Dr Vanessa Kimbell is acknowledged as one of the world’s foremost authorities on bread and human health — the first person to hold a doctorate in Baking as Lifestyle Medicine and Preventative Healthcare, and the pioneer who, long before gut health became a mainstream concern, first identified the crucial role bread plays in the gut microbiome and mental wellbeing. A fourth-generation baker of Italian descent, she has been baking sourdough since the age of 11, served her traditional apprenticeship in the Dordogne, and is a time-served, French-trained qualified baker who has worked alongside some of the world’s greatest bakers including Richard Hart and Gabriele Bonci. She has spent four decades asking the questions the food industry preferred no one asked: why was industrial mono bread slowly harming us, and what would it take to make bread that genuinely nourishes?

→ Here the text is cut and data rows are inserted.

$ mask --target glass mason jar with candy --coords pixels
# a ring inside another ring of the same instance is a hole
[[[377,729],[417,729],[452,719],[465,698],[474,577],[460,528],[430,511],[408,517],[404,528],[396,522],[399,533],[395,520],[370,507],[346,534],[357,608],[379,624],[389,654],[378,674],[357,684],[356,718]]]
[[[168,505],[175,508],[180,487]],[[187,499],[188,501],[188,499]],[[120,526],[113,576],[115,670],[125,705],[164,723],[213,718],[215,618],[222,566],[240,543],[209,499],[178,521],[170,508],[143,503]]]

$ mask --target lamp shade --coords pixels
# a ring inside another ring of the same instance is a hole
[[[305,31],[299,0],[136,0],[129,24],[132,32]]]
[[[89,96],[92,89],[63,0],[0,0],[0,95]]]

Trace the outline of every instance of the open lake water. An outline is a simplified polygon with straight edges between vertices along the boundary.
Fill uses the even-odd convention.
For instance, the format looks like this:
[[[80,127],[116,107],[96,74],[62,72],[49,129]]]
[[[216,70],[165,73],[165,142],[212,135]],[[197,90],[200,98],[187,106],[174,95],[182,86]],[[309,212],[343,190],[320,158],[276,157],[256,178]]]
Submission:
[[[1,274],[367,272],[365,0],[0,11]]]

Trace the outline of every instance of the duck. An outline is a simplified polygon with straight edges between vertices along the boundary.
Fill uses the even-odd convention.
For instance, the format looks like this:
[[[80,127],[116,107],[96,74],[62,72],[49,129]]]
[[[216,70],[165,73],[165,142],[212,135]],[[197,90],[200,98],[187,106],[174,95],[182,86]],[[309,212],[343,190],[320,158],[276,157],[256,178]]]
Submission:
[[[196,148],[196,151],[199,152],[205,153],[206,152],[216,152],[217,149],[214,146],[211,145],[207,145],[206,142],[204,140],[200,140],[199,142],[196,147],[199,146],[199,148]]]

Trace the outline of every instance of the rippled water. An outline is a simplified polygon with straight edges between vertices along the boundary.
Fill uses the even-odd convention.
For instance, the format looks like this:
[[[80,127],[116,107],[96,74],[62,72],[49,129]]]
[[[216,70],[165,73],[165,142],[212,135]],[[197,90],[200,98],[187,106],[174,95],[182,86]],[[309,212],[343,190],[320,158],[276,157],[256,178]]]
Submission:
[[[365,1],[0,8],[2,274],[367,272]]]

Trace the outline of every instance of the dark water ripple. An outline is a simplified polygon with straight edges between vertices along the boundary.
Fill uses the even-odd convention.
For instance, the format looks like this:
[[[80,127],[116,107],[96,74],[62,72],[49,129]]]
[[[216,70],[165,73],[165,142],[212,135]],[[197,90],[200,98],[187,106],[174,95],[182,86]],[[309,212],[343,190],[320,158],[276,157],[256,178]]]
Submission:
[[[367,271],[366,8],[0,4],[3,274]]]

The answer became her life’s work. As founder and Course Director of The Sourdough School in Northamptonshire — a world-renowned centre of research and education — she has taught bakers from over 84 countries, integrated the BALM (Baking as Lifestyle Medicine) Protocol into NHS clinical practice at Bethlem Royal Hospital, and developed Proven Bread: the first bread built on clinical evidence, personalised to the individual through nutrigenetics and gut microbiome assessment. She delivered the Royal College of General Practitioners‘ approved course in the Nutrition of Bread, has been a regular contributor to BBC Radio 4’s Food Programme for many years, and collaborates with leading scientists and clinicians including Professor Tim Spector — who credits her with teaching people to make the healthiest bread in the world — and Professor David Veale. Named the Sourdough Queen by The Telegraph in 2013, her influence reaches far beyond the classroom — from artisan bakers and healthcare professionals to the world’s leading food scientists and multinational food corporations.

A bestselling international author of five books, her sixth — Proven — publishes in November 2026.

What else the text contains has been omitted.